Three evolution-based reasons that humans were shaped for small-scale living

Glenn Geher
Source: Glenn Geher

Every day I thank my lucky stars that I live in the small upstate town of New Paltz. Apple trees outnumber people in this place by about 1,000-to-1. When you go to the grocery store, you are guaranteed to know about ⅓ of the folks shopping there. My kids know just about every single kid in their grade.

And with small-town living come many perks. Just yesterday, we held the annual SOS4Kids triathlon that my son completed. About 60 kids in the town completed this little race - and it was a typical New Paltz event where everyone knew everyone else who was there. All the grownups cheered for all the kids. All the kids cheered for all the other kids. And the 60 brave little finishers now have another piece of life experience from this rinky dink town that will help them carve out their futures. This is New Paltz, New York. And this is how we roll.

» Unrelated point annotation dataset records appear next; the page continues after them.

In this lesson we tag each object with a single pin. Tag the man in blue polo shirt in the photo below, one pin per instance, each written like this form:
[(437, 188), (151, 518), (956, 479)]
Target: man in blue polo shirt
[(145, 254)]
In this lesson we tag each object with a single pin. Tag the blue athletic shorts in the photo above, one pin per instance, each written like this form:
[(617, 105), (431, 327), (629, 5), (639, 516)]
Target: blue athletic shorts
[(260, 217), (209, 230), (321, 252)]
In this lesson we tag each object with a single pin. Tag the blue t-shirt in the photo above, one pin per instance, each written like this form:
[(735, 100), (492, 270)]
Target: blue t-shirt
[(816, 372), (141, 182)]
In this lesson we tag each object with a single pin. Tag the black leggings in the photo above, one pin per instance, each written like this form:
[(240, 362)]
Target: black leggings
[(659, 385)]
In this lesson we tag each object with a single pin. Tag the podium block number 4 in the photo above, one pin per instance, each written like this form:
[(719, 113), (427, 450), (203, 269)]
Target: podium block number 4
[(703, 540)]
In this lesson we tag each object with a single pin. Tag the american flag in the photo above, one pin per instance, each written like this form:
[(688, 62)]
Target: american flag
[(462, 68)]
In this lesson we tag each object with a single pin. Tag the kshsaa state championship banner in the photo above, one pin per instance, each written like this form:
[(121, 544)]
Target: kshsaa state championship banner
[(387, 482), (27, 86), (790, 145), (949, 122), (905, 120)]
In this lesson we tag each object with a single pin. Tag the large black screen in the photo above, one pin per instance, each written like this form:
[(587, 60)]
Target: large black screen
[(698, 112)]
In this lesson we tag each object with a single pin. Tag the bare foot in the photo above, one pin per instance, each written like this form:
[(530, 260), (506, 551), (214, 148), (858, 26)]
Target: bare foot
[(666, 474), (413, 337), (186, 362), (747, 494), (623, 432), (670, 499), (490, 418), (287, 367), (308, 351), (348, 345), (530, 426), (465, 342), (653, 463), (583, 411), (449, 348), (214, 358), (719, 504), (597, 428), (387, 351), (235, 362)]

I guess it’s not for everyone, but you could not pay me enough money to leave this place.

As an evolutionary psychologist, I’m always interested in the evolutionary origins of things (see my brief book, Evolutionary Psychology 101, for a summary of this field). Here, I ask this: Are there reasons that are rooted in evolutionary psychology that can help us understand why small-town living seems to be so healthy?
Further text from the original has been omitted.